The route was simple enough – a couple of miles along Franklin Avenue, where Joan Didion lived, where Janis Joplin died, then a left turn south on Fairfax and another onto Fountain.  When Johnny Carson asked Bette Davis the best way an aspiring actress could get into Hollywood, Bette replied, "Take Fountain!" 


Then an odd dogleg via Sycamore to get on to La Brea; the dogleg required because of the very specific, and odd, boundary of the city of West Hollywood, which abuts Hollywood proper. Then Melrose, past Paramount Studios and across Bronson Avenue – from which Charles (nee Buchinsky) took his name.  Finally another left turn and a long schlepp north up Western, past Ed Ruscha’s former digs, up to the Pink Elephant, a liquor store that supplied at least some of Charles Buckowski’s alcohol needs, then back into Franklin, and the circuit would be complete.  These are some snapshots and observations made along the way. 

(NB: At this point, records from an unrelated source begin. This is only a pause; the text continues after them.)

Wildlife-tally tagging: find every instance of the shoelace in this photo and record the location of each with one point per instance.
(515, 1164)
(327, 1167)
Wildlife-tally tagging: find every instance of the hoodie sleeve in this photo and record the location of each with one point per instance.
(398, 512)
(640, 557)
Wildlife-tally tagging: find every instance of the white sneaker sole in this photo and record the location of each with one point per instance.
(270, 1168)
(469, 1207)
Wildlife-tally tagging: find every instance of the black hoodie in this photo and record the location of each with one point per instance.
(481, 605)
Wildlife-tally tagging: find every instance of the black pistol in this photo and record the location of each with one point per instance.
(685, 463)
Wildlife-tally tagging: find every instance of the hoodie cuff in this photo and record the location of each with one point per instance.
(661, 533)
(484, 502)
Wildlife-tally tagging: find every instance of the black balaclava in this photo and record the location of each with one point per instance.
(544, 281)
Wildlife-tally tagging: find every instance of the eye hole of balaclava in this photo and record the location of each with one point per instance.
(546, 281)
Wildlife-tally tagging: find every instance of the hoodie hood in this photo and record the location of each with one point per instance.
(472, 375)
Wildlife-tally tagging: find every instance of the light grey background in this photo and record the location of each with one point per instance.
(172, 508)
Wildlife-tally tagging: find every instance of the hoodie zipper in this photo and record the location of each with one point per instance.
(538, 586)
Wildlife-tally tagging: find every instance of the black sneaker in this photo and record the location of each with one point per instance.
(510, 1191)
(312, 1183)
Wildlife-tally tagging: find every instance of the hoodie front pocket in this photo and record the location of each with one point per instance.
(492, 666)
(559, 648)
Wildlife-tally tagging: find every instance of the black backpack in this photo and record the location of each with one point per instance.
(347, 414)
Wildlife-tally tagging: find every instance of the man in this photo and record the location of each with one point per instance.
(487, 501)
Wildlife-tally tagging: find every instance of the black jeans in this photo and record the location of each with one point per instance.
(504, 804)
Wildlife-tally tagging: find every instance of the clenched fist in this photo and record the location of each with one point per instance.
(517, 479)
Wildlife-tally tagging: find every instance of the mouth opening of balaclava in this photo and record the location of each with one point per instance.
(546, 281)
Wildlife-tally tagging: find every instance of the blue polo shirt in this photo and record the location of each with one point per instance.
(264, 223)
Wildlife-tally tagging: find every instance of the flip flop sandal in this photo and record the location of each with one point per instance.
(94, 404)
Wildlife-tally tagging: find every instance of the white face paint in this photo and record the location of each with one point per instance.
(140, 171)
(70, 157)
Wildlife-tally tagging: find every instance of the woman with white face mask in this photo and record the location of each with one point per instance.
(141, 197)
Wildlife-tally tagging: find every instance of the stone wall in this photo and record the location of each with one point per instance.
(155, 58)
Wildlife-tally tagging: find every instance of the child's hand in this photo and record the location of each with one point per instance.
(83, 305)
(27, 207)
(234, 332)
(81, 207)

Here, where I set off from, painted on the side of one of those inscrutable metal boxes that I guess has something to do with telephones, somebody had painted an image of the Brooklyn Bridge.  I wasn’t sure what to make of that.


And there was this very cool, battered Cadillac displaying itself in the Gelson’s parking lot (which I thought was a good harbinger), and the hotdog delivery truck in the background was reassuring that not everybody in this city is a health nut.


Further along Franklin, a Hollywood sign, though not of course THE Hollywood sign. 


The truth is, you can find signs of Hollywood and Hollywood signs all over the place.  That’s one of my favorites above, seen on a different walk, in downtown L.A.


Above is a novel technique to stop people parking in a red zone.  You designate it “douche parking” so that if anybody parks there, they’re by definition a douche.  “Wait,” the would-be parker thinks, “I’m not a douche, this isn’t the place for me.”  I wonder if it works.


Here on Fountain, a dumpster with a quotation from Carlos Castenada on the side.  I was going to write, “surely the only dumpster in town with a quotation from Carlos Castenada,” but this town being as it is, it seems perfectly possible that there’s more than one.  This is the kind of thing that makes Hollywood lovable.


And there’s the kind of thing that makes it less lovable.  Do we, does anyone, really need “a canine social club?”  Well of course the answer is no, but you can be sure this isn’t the only one in this town.


Fortunately on Melrose there was a good old fashioned bookstore, made even more appealing by being illuminated by a sort of magical light, though the guy behind the counter said he thought the store wasn’t likely to be in business in nine months time.


The light was also picking up this beautifully painted pawn shop.  I guess if you have to go to a pawn shop you might as well go to one with an eye-catching paintjob.  The sign saying “collectables” is especially intriguing.


And as is the way with magical light, it soon fades.  Here’s the Pink Elephant by night.  Yes, it is next door to a store that sells used appliances.  And yes, that is the Griffith Park Observatory behind it, illuminated on high.  “While the city was busy we wanted to rest/She decided to drive up to observatory crest,” as the song has it, but I didn’t.


I went to touch base and complete the circuit, take another look at Brooklyn Bridge by night.  It now seemed a lot more appropriate - sort of.

You know each year at about this time I think, this could be the year when I walk systematically along every street in Hollywood.  At this point, I’ve lived here long enough that I believe I probably have walked down every street in Hollywood, though I may have missed the odd one, so doing it systematically, marking it out on the map, filling in the grid, does have it’s appeal, the problem is that in the end I’m not a very systematic walker.   But who knows, maybe this will be the year.